O exercício de voltar-se para si seria análogo a uma exploração de outras dimensões, um exercício do sentir e de pensar para melhor discernir, fazer escolhas, distanciar para aproximar. Pressupõe um tempo diferenciado, que permita a parada, a atenção, a circulação e a captura de significados e de ligações com outras experiências. Abrir esse espaço-tempo para o diálogo interno pode atuar no despertar ou refinar dos sentidos: fomentar o cultivo da alma, aproximar consciente e inconsciente, cultura e subjetividade. Afinal, mundo interno e mundo externo, como apontou Nise da Silveira (1982, p. 110), “interpenetram-se em graus diferentes. Isso ocorre a cada instante na vida cotidiana e torna-se particularmente manifesto nas obras de arte, plásticas e literárias”. Desse modo, olhar para a natureza, para as obras e as manifestações artísticas, para dentro de nós mesmos, é essencial para o processo de tornarmo-nos humanos. Aos professores, que atuam em uma profissão relacional, é condição da maior relevância aprender a ampliar o olhar e a escuta, acessar a imensidão íntima, exercitar descobertas além das fronteiras impostas por práticas culturais sustentadas na unilateralidade da função pensamento.

Na trilha dos referenciais compartilhados, identificamos que os percursos de experiências do/no corpo, pelas quais são ativadas percepção, imaginação e interpretação, levam ao alargamento da sensibilidade, à formação estética.

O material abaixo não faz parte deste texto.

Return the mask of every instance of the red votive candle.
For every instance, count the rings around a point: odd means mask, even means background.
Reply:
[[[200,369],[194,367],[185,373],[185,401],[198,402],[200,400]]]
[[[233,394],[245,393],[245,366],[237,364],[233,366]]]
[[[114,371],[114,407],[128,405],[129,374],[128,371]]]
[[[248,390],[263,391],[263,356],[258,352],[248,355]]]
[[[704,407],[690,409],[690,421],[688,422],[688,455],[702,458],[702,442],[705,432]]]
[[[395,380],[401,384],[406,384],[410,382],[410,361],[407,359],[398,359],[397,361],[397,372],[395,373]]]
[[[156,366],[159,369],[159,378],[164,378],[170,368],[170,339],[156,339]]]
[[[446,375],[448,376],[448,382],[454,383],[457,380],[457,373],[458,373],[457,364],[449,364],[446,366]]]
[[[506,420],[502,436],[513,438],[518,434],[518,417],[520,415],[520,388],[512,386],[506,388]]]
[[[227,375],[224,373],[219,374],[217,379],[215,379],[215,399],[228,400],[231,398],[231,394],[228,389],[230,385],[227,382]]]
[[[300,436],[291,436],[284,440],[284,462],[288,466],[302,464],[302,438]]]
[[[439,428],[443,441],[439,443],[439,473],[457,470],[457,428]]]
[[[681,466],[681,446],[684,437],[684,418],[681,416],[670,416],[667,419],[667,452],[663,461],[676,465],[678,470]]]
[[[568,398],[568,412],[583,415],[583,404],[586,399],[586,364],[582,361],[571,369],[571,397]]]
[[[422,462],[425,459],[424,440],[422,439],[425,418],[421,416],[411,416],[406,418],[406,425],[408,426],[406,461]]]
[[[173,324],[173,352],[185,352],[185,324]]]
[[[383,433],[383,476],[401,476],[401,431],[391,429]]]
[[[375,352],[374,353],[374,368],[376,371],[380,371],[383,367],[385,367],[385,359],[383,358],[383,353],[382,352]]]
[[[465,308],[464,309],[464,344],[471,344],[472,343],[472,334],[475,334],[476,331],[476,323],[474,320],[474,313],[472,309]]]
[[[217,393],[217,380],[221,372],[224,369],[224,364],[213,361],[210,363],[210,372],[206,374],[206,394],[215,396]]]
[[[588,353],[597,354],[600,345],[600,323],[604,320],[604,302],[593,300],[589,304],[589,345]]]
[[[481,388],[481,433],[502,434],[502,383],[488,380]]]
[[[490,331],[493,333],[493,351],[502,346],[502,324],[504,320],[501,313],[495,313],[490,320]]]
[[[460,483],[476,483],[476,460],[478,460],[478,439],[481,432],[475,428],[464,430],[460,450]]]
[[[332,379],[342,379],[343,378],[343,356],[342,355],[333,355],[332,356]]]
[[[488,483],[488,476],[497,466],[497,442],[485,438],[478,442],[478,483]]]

No movimento dialético de conduzir o mundo para dentro, de afetar e ser afetado, no contato com a arte, a cultura, a natureza, as relações sociais, vão sendo tecidas experiências estéticas, enquanto somos tocados pela beleza (HILLMAN, 1993).

No contexto da formação docente, entre conceitos e dados (re)colhidos do vivido entre/com professores, tomamos como essencial pensar/fazer propostas que contemplem dimensões do sensível.Essa premissa está na base de duas pesquisas que, desenvolvidas em tempos distintos, privilegiaram o encontro com professoras, mediados pelas linguagens artístico-expressivas, propondo e discutindo perspectivas de formação estética.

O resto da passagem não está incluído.